I spent a couple of days helping Mum setup her new raised bed (well, I say help – she ordered and I shovelled shit mostly), and met several of the other plot-holders. Most were lovely, nearly everyone had advice – and everyone wanted to know what was being planted… which is where the rivalry cropped up (pun, excuse me): The need to boast on previous year’s successes, but not wanting to let on what they’re planting this year. It seems it’s a big secret to some, what will be planted, with their carefully raked over plots and empty canes all staked, ready to go.
I’m not a huge gardener, but I would have thought their crops would be recognisable once they start sprouting? Aren’t courgettes quite distinctive? Or runner beans… or tomatoes?

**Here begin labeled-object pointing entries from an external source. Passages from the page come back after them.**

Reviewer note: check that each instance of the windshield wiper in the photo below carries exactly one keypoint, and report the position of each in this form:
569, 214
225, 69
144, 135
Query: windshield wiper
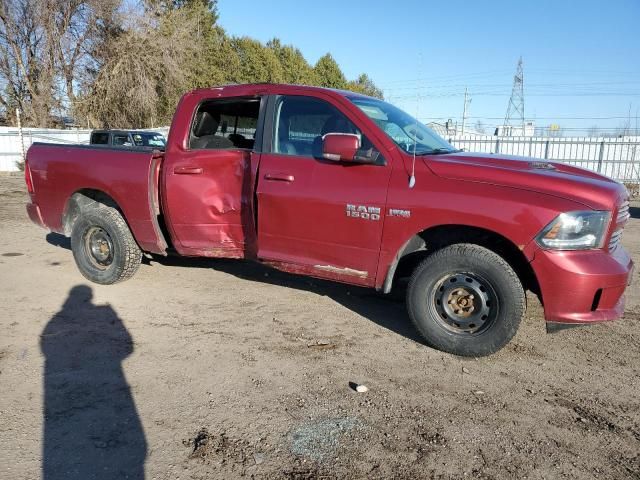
440, 151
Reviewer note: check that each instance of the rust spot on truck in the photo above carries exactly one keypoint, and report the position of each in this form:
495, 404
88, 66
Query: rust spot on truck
342, 271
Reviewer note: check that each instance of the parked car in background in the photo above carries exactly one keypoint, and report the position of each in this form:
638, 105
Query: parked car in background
345, 187
128, 138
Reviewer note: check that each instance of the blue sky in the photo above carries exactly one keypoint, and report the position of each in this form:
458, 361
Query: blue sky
581, 58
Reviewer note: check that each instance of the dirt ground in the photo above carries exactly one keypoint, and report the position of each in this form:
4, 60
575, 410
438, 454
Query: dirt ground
221, 369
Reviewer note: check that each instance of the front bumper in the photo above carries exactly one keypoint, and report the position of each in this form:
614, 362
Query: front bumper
581, 287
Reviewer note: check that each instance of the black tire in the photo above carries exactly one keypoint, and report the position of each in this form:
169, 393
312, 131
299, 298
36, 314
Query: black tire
466, 300
103, 247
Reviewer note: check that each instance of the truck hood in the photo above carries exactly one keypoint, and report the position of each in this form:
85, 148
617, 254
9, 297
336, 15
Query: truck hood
551, 178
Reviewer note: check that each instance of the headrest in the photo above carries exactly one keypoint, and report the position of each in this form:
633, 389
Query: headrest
206, 124
337, 124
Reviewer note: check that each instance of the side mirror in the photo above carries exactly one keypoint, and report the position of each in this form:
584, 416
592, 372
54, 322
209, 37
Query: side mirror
340, 146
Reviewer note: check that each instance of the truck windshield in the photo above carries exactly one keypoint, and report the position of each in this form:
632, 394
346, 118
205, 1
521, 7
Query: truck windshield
407, 132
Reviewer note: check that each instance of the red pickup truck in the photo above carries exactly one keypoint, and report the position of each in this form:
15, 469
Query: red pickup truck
345, 187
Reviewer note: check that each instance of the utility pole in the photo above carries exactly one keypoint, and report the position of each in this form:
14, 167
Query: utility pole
515, 108
464, 109
20, 136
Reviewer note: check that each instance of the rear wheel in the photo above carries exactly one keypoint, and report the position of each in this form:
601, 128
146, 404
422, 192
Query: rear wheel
466, 300
103, 247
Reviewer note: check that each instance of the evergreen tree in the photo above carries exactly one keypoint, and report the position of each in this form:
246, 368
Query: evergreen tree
328, 73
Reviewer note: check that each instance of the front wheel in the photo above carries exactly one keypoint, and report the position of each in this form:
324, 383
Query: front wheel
466, 300
103, 247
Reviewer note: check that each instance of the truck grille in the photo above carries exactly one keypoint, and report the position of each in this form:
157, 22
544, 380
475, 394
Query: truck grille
623, 213
615, 240
623, 216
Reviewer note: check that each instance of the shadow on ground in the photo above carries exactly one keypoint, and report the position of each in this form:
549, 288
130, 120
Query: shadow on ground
58, 240
386, 311
91, 425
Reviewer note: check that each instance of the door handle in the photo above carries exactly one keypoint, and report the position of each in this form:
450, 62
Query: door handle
188, 170
279, 177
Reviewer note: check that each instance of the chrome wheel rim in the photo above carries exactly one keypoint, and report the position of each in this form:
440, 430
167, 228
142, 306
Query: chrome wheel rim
464, 303
98, 247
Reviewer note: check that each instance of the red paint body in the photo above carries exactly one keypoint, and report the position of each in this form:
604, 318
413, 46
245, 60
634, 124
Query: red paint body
292, 211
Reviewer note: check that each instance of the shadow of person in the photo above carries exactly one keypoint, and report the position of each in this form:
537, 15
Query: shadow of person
91, 425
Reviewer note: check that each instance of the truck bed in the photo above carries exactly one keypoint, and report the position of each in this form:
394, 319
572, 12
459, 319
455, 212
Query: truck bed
128, 175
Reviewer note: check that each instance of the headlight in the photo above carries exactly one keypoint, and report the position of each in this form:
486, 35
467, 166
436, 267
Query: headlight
575, 231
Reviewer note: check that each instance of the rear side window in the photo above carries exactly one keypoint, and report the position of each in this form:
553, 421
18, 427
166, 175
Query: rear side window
121, 139
100, 138
225, 124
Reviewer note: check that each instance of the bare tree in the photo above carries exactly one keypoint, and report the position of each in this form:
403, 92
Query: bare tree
45, 48
146, 69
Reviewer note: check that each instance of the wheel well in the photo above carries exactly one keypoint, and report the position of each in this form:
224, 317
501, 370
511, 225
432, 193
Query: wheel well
85, 198
428, 241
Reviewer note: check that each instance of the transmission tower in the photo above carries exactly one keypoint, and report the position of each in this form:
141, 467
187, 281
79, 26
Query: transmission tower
515, 108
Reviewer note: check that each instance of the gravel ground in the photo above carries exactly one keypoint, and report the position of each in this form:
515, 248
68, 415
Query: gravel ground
201, 369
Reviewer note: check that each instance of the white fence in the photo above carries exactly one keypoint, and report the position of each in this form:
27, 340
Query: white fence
618, 158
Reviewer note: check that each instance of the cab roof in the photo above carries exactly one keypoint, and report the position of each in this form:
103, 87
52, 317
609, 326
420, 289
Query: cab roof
251, 89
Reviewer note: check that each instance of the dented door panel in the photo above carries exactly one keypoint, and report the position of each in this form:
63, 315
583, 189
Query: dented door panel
209, 203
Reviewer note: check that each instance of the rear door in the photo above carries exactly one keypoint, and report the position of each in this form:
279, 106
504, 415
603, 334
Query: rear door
209, 186
320, 217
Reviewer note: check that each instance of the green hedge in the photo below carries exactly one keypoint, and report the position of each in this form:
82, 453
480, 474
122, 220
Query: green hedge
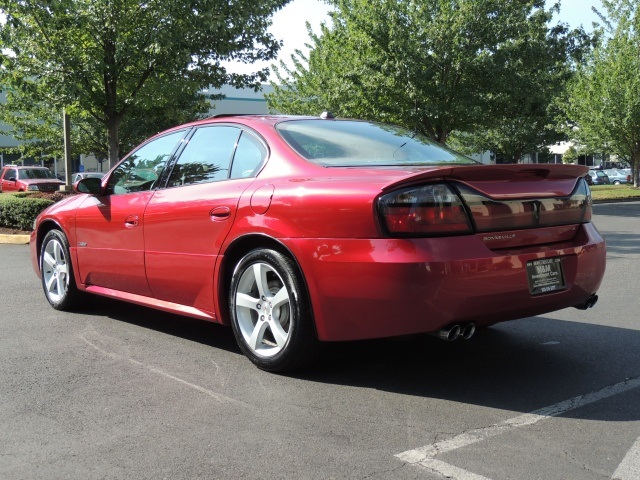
20, 210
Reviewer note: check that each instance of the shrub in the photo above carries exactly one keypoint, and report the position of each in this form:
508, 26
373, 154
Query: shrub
20, 210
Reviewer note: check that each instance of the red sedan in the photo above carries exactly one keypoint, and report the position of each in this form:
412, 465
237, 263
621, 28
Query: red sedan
299, 230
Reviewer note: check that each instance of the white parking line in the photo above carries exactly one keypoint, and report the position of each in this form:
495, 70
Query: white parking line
424, 457
629, 469
217, 396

Maybe that’s the point though, by then it’s too late for competitors to grow their own versions.
I know the village frequently wins an English Village award for the flowers that are planted outside every house, on the green, around the pond, in the formal ‘welcome to’ bed… just about everywhere there’s space. I guess I shouldn’t be surprised that the allotment owners are equally proud of their veggies. The characters from the plot absolutely had me in stitches though. One old guy was so overbearing and obnoxious he actually had me crying with laughter as he directed my efforts, and I had to pretend I had something in my eye.
Seriously, the comedy gold around this microcosm would write itself! I am already involved in one comedy as a co-writer, but I’m still not sure my comic abilities are up to scratch to attempt this myself. Verbatim, taking the interactions from the weekend, the 2-D characters and their overt-Britishness werefar too ‘scripted’ to be believable. How mad is that?